Mephedrone (“Meow Meow”), The New Designer Drug of Abuse: Pharmacokinetics, Pharmacodynimics and Clinical and Forensic Issues

Emanuel Ribeiro, Teresa Magalhães, Ricardo Jorge Dinis-Oliveira


Mephedrone is a semisynthetic derivative of cathinone used as a drug of abuse. Similar to amphetamine, both in chemical structure and associated symptoms, has gained popularity since 2007 and it is currently the sixth most popular drug among United Kingdom users. It can be easily purchased on the Internet or smart shops and it is more advantageous than ecstasy, given its higher purity and lower price. Mephedrone is advertised as a fertilizer for plants or bath salts, and yet it has never been proved as such. This article aims to review the state-of-the-art literature of mephedrone, particularly its chemical structure, forms of presentation, pharmacokinetics, pharmacodynamics, acute intoxications, diagnosis and intoxications therapy. Mephedrone is mainly sought for the following symptoms: euphoria, social disinhibition, empathy, and increased libido. However, its use is associated with several adverse effects on cardiovascular, gastrointestinal, neurological, psychiatric and genitourinary systems, among others. There are also reported cases of consumers who have developed tolerance and dependence after a regular consumption of mephedrone.
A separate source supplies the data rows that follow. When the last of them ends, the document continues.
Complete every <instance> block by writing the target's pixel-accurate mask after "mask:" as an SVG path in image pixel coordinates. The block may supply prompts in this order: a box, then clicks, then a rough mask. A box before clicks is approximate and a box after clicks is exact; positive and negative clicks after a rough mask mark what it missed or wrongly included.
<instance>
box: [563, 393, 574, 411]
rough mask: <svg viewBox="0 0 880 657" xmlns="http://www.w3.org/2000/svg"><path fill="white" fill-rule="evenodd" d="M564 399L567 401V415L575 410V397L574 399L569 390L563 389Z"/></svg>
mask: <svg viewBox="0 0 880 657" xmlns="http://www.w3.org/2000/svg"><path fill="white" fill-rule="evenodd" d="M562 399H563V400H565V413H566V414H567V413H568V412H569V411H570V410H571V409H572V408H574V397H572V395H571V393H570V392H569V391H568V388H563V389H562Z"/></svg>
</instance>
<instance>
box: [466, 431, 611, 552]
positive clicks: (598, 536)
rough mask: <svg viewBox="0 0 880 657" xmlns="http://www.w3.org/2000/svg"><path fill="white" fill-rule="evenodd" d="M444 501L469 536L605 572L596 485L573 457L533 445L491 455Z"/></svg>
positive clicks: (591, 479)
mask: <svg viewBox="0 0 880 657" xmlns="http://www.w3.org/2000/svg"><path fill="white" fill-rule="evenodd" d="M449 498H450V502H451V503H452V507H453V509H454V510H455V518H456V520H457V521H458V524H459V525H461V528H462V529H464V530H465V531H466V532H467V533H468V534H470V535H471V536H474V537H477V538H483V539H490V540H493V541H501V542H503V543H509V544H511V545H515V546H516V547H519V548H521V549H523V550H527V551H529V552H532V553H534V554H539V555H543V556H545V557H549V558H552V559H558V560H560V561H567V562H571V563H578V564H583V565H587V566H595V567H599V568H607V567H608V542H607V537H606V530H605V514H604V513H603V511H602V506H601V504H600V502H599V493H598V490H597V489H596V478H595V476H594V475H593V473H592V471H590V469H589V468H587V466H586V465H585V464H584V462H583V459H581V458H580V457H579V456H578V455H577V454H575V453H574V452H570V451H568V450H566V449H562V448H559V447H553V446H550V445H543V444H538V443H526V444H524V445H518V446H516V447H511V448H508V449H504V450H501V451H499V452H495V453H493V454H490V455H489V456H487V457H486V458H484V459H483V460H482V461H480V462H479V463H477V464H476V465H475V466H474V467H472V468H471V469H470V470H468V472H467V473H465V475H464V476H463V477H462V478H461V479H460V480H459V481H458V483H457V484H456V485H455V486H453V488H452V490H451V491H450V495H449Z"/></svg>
Several deaths in the United Kingdom have been confirmed as being directly related to the consumption of mephedrone. Currently this drug is legally controlled in many countries, but little is known about its pharmacokinetics and pharmacodynamics. Most comes only from users and health professional’s reports and internet surveys. Recently, the Portuguese Law 13/2012, 26 of march, included mephedrone in the list of controlled substances, and therefore it is important to better understand this xenobiotic.